I am anti-Will Kit.  Sure, it seems like a good idea to avoid an expensive  lawyer and write the thing yourself until you hear the horror stories of people who didn’t know the proper lingo and left their heirs to battle the government – or each other – over their estates. 

Don’t take my word for it. Here’s what my financial guy, Larry Matthews, has written about Will Kits in his latest newsletter:

“Julia wants to make sure that her estate passes to her heirs with as little hassle and cost as possible when she dies. She knows she needs a will and decides to buy a do-it-yourself will kit. When she opened it, she soon discovered some serious shortcomings.

Advertised as a “legal will kit,” she learned that the term “legal” simply means that the kit does not break any laws. A disclaimer on the first page states that the publisher assumes no responsibility for the validity of a will prepared by the purchaser. Julia certainly wants her will to be valid, so she decided to have a lawyer prepare it.”

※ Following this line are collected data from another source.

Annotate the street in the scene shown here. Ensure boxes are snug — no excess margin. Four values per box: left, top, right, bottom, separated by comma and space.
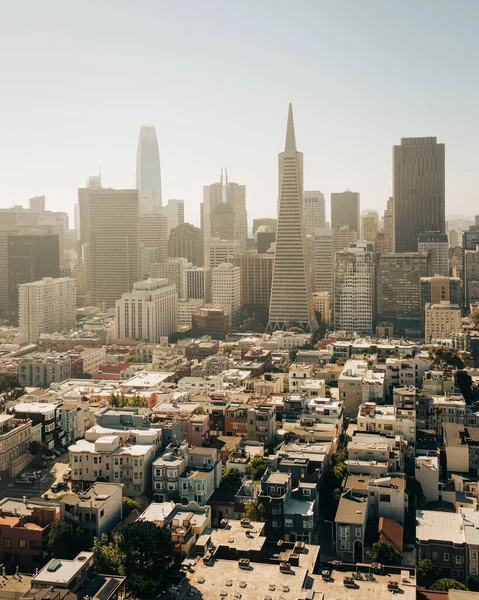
0, 454, 71, 500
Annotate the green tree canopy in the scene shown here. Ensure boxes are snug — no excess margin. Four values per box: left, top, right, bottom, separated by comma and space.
245, 455, 268, 481
0, 374, 25, 402
92, 534, 121, 574
431, 579, 468, 591
243, 499, 264, 522
417, 559, 439, 588
122, 497, 140, 517
372, 540, 401, 565
428, 346, 464, 370
221, 468, 242, 492
116, 521, 180, 600
45, 520, 85, 560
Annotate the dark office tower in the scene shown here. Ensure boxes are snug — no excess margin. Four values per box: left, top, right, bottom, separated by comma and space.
463, 218, 479, 251
393, 137, 445, 252
331, 191, 360, 233
7, 234, 60, 324
136, 126, 162, 209
267, 104, 317, 332
168, 223, 204, 266
256, 230, 276, 254
88, 189, 140, 310
377, 252, 428, 336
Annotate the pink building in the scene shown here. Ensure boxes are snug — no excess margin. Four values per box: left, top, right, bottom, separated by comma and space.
187, 414, 210, 447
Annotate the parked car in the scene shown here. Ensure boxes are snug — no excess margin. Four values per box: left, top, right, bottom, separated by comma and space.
44, 455, 55, 461
15, 478, 34, 485
51, 482, 66, 493
62, 468, 72, 481
50, 449, 62, 457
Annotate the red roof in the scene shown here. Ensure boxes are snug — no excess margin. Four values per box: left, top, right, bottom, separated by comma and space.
378, 516, 403, 552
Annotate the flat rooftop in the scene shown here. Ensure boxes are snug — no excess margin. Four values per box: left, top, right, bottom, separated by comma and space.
210, 519, 266, 553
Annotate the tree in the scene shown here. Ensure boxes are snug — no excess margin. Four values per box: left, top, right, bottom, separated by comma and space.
428, 346, 464, 370
372, 540, 401, 565
417, 559, 439, 588
243, 500, 264, 522
45, 520, 85, 560
456, 370, 475, 404
221, 469, 242, 492
289, 348, 299, 363
332, 449, 347, 482
245, 455, 268, 481
407, 478, 426, 509
0, 375, 25, 403
431, 579, 468, 591
93, 534, 121, 574
28, 440, 42, 456
116, 521, 180, 600
122, 497, 140, 517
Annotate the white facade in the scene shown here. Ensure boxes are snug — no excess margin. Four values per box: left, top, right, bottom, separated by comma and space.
115, 278, 177, 342
184, 267, 211, 302
163, 199, 184, 235
334, 242, 374, 335
178, 298, 204, 327
303, 191, 326, 235
19, 277, 76, 343
357, 402, 416, 444
209, 238, 240, 269
211, 263, 241, 323
415, 456, 439, 503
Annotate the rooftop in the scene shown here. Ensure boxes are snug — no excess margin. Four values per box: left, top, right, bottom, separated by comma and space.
32, 552, 94, 587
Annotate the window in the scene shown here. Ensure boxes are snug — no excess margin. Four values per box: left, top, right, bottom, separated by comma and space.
455, 555, 463, 564
30, 540, 42, 550
285, 518, 293, 528
444, 553, 450, 562
379, 494, 391, 503
19, 539, 26, 549
471, 550, 478, 560
4, 538, 11, 548
355, 527, 362, 537
471, 565, 478, 575
432, 552, 438, 560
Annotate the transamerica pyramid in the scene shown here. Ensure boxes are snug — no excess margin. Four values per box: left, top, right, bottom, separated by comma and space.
267, 104, 318, 332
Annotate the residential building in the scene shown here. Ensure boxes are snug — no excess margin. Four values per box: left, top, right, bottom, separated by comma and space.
334, 242, 375, 335
357, 402, 416, 444
312, 291, 331, 324
88, 188, 140, 309
419, 232, 449, 277
338, 359, 368, 417
152, 443, 187, 502
211, 262, 241, 323
247, 405, 276, 446
18, 351, 74, 388
19, 277, 76, 342
425, 301, 462, 342
267, 106, 317, 332
393, 137, 445, 252
115, 278, 178, 342
415, 456, 439, 503
385, 355, 431, 397
0, 415, 33, 480
168, 222, 203, 266
179, 446, 222, 504
303, 190, 326, 234
12, 402, 61, 449
60, 482, 123, 542
335, 490, 368, 562
420, 276, 462, 335
136, 125, 162, 209
331, 190, 360, 234
443, 423, 479, 474
0, 498, 59, 572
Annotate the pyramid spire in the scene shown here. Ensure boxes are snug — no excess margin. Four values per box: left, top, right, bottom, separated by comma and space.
285, 103, 297, 152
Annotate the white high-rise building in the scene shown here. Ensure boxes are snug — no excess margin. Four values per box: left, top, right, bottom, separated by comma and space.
267, 104, 317, 332
115, 279, 177, 342
164, 199, 185, 236
312, 228, 334, 296
183, 267, 211, 303
303, 191, 326, 235
211, 263, 241, 324
418, 233, 449, 277
19, 277, 76, 343
209, 238, 240, 269
425, 301, 461, 342
361, 210, 379, 244
334, 242, 375, 335
151, 258, 191, 299
136, 126, 162, 209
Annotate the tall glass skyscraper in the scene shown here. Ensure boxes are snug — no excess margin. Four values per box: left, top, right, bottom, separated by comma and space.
136, 126, 162, 209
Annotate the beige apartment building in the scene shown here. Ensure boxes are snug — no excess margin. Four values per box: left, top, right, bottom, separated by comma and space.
0, 415, 32, 480
425, 301, 462, 342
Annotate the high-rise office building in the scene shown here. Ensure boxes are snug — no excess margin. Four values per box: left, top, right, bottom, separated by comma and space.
168, 223, 203, 266
19, 277, 76, 343
253, 218, 277, 235
164, 199, 185, 236
233, 253, 274, 310
209, 238, 240, 269
465, 247, 479, 308
183, 266, 211, 303
312, 228, 334, 297
115, 279, 177, 342
383, 197, 395, 254
418, 232, 449, 277
151, 258, 191, 299
211, 263, 241, 324
303, 191, 326, 235
334, 242, 375, 335
139, 212, 168, 278
202, 170, 247, 266
333, 226, 358, 255
7, 233, 60, 324
267, 105, 317, 332
331, 191, 360, 233
136, 126, 162, 209
393, 137, 445, 252
88, 189, 140, 310
361, 210, 379, 245
256, 229, 276, 254
425, 302, 462, 343
377, 253, 428, 335
463, 219, 479, 251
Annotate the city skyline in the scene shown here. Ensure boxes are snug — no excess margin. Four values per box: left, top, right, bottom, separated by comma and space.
1, 1, 479, 225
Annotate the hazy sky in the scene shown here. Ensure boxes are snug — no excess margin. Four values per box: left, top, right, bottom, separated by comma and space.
1, 0, 478, 228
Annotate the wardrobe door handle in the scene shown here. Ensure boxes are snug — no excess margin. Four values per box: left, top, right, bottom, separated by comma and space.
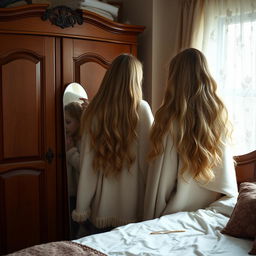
45, 148, 54, 163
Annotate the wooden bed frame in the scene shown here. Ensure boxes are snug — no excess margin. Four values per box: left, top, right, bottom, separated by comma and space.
234, 150, 256, 185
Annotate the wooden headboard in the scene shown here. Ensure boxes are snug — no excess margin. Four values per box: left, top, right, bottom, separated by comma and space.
234, 150, 256, 185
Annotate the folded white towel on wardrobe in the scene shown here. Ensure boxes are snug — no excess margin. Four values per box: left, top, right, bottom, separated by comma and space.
80, 0, 119, 18
81, 6, 114, 20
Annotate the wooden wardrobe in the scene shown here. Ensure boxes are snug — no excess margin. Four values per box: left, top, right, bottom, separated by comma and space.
0, 4, 144, 254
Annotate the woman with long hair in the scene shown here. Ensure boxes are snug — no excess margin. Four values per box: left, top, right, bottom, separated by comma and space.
72, 54, 153, 232
144, 48, 238, 220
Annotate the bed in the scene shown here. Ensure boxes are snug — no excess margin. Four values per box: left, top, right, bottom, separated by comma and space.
8, 150, 256, 256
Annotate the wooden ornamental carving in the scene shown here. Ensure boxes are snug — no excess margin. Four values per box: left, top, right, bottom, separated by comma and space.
42, 6, 83, 29
0, 5, 144, 41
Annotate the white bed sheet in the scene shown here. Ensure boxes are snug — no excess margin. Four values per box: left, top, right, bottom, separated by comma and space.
74, 197, 253, 256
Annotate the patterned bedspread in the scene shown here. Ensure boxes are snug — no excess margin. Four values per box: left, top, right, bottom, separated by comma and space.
6, 241, 107, 256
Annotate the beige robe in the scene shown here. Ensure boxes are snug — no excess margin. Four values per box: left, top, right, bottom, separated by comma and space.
143, 133, 238, 220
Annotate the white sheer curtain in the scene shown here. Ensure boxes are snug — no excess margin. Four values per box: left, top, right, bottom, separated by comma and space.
199, 0, 256, 155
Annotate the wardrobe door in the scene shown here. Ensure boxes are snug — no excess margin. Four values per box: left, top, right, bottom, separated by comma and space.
62, 38, 131, 99
0, 34, 57, 254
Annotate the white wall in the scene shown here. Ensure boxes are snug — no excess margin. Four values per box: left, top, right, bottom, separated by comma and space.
121, 0, 180, 112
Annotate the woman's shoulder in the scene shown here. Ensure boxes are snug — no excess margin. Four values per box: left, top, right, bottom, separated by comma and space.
139, 99, 150, 107
138, 100, 154, 122
139, 100, 152, 113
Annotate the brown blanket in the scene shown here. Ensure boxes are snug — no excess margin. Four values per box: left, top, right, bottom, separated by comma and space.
6, 241, 107, 256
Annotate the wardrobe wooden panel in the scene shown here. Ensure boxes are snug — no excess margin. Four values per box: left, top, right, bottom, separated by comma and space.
0, 34, 57, 254
63, 38, 131, 99
2, 57, 40, 159
0, 169, 45, 253
79, 62, 107, 100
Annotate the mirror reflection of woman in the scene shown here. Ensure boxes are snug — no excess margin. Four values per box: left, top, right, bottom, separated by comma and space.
64, 102, 84, 237
72, 54, 154, 235
65, 100, 89, 192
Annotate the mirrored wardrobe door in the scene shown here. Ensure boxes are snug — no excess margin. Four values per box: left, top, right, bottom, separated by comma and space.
63, 82, 88, 239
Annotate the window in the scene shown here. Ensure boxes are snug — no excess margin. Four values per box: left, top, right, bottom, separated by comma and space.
202, 2, 256, 155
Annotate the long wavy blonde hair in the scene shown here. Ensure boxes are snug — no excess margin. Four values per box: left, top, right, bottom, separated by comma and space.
80, 54, 143, 176
149, 48, 230, 182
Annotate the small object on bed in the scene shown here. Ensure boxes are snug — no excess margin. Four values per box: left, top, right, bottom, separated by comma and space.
150, 229, 186, 235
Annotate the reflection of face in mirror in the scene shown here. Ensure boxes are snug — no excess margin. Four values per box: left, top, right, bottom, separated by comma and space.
65, 102, 82, 151
63, 83, 89, 239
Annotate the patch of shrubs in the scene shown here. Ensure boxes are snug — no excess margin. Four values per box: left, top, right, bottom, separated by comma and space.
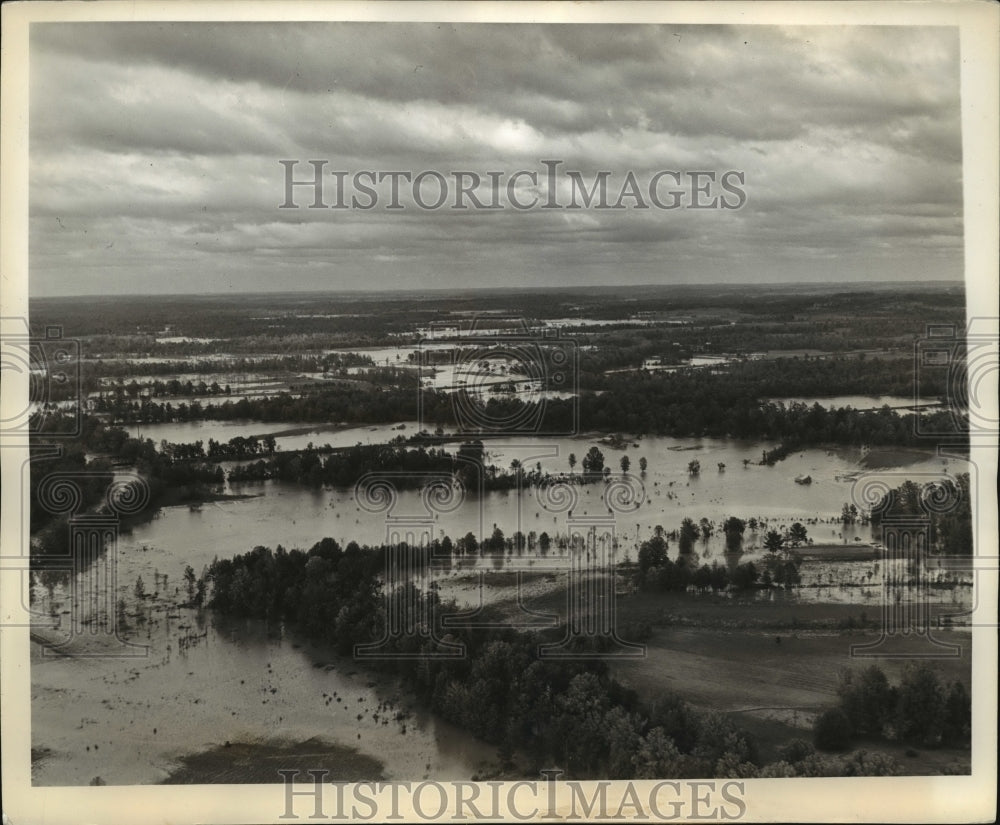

And that’s the problem in a nutshell.  Unless you’re trainied in legalese, you simply cannot know what terminology will stand up to scrutiny by the system.  A lawyer takes responsibility for the wording and ensures it will hold up. As little as one misused or forgotten word can render the entire document useless except to line a bird cage.   A lawyer-prepared will costs about $200.  In the overall scheme of things that’s really nothing.   You can’t put a price on peace of mind and if you could I’ll bet  it would be a lot higher than $200!